Fraser to improve visibility of new US 40 medians |

Fraser to improve visibility of new US 40 medians

One of the new medians and crosswalks in Fraser on US Highway 40. The town plans to improve visibility around the recently installed medians with more light and signage.
Courtesy Sarah Wieck, Town of Fraser

Fraser is taking steps to address some concerns raised by residents and town trustees around the newly installed medians on US Highway 40 while planning for future projects.

At the regular meeting of the Fraser Board of Trustees on Wednesday, members spoke about visibility, bike safety and the need for more signage before town officials touched on what’s being done to assuage concerns.

According to the Colorado Department of Transportation, the project is mostly complete, but there is still work to be done.

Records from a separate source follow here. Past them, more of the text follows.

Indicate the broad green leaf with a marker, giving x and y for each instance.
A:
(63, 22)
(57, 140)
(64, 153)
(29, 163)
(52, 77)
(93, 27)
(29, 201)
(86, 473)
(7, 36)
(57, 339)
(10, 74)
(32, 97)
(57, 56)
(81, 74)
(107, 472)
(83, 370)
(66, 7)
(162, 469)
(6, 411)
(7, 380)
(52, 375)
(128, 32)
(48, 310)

Much of the discussion on adjustments centered around improving visibility, especially at night, and the surrounding signage.

Town Manager Jeff Durbin noted he has spoken with some residents who suggested painting around the curb or adding lights.

“Painting the curbs reflective yellow paint is not going to happen,” he said. “(CDOT) wouldn’t approve that because that’s what they do to paint the striping, so they look at that as something that would confuse drivers.”

Instead, the town will be installing higher-wattage light bulbs in the lights next to the crosswalks, more reflective signage and potentially placing solar light fixtures in the medians and more reflectors on the curvy parts of the road. Landscaping and gardening on the medians will likely take place next year.

Durbin added that the town’s public works department and police department are continuing to monitor for other problem areas or visibility issues.

“I’ve asked (them) to keep an eye on it since they’re out there at nighttime all the time,” he said.

Trustees Katie Soles and Herb Meyring noted the project didn’t include a designated bike lane, which leaves bikers with the choice of sharing the road or the sidewalk.

“I think if you ride a bike going north through there, like I have, it’s tight,” Meyring said.

Soles also mentioned her unease the width of certain bumpouts, particularly near the Headwaters Trails Alliance and visitor’s center, because they don’t give drivers a lot of room to maneuver.

“It sticks way out, it’s a block, it’s difficult to see and we’ve removed any option for people coming from (the visitor’s center) to have an escape or a little bit of a way to merge into traffic,” she explained. “It’s too narrow, there’s not enough room for traffic and bicycles and from what I understand … that is too narrow for wide loads.”

However, Fraser Winter Park Police Chief Glen Trainor confirmed he hasn’t seen any issues with wide loads getting through the space. Durbin also noted that the Colorado Department of Transportation’s Oversized Vehicle Unit took measurements to ensure a proper fit.

CDOT is also currently working on a capacity study for the portion of US 40 from Rendezvous to County Road 5, which could address some concerns as well.

Overall, the trustees agreed the project has been successful at improving pedestrian safety and making the downtown area more walkable.

“The crosswalks have been working great,” Soles said. “People are really paying attention.”